A procuração foi outorgada em causa própria, em caráter irrevogável, irretratável, independentemente de prestação de contas ao mandante pelo mandatário, que não fica sujeito a pagar ao mandante diferença de preço obtido. Inserta no instrumento a cláusula “in rem suam”, desaparece o interesse econômico do mandante, e, por tratar-se de mandato de simples execução de negócio já concluído, posto que a vendedora já recebera o preço, há impossibilidade de ser revogada, por implicar transferência de direitos.

E como afirmado pelo apelado, o preço restou quitado, tendo a empresa autora recebido pelo lote de ações o valor de R$ 3.500,00.

O depoimento pessoal do representante da empresa autora, tomado nos autos da cautelar, afasta a existência de vício de consentimento, seja na forma de erro, dolo ou coação.

No que concerne à alegada lesão, a alea faz parte do negócio, notadamente quando se refere a ações, que oscilam a todo momento, havendo a variação no preço até dentro de um mesmo dia, o que não se dirá após treze meses.

Como bem colocou o demandado em sua defesa, uma coisa é o valor patrimonial das ações, outra é o seu valor de mercado, e, no caso concreto, restou evidenciado que a venda foi feita pelo valor de mercado das ações.

Destaco que o arrependimento da autora em relação à venda feita não torna inválido o negócio, celebrado entre partes maiores e capazes.

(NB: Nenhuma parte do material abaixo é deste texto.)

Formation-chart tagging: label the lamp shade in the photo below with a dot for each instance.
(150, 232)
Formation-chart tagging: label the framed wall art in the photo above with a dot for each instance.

Assim, a improcedência da ordinária é medida que se impõe, a tornar sem efeito, de conseqüência, a liminar concedida no bojo da cautelar, determinando a devolução da caução para quem a prestou.

Dou parcial provimento, portanto, ao recurso de apelação, invertendo os ônus da sucumbência quanto à cautelar e a ordinária, mantida a sentença no que concerne à denunciação e sucumbência dela decorrente.

DES. PAULO AUGUSTO MONTE LOPES (PRESIDENTE) - De acordo.

DES. CLAUDIR FIDELIS FACCENDA - De acordo.

Decisor de 1º Grau: Daniel André Kohler Berthold.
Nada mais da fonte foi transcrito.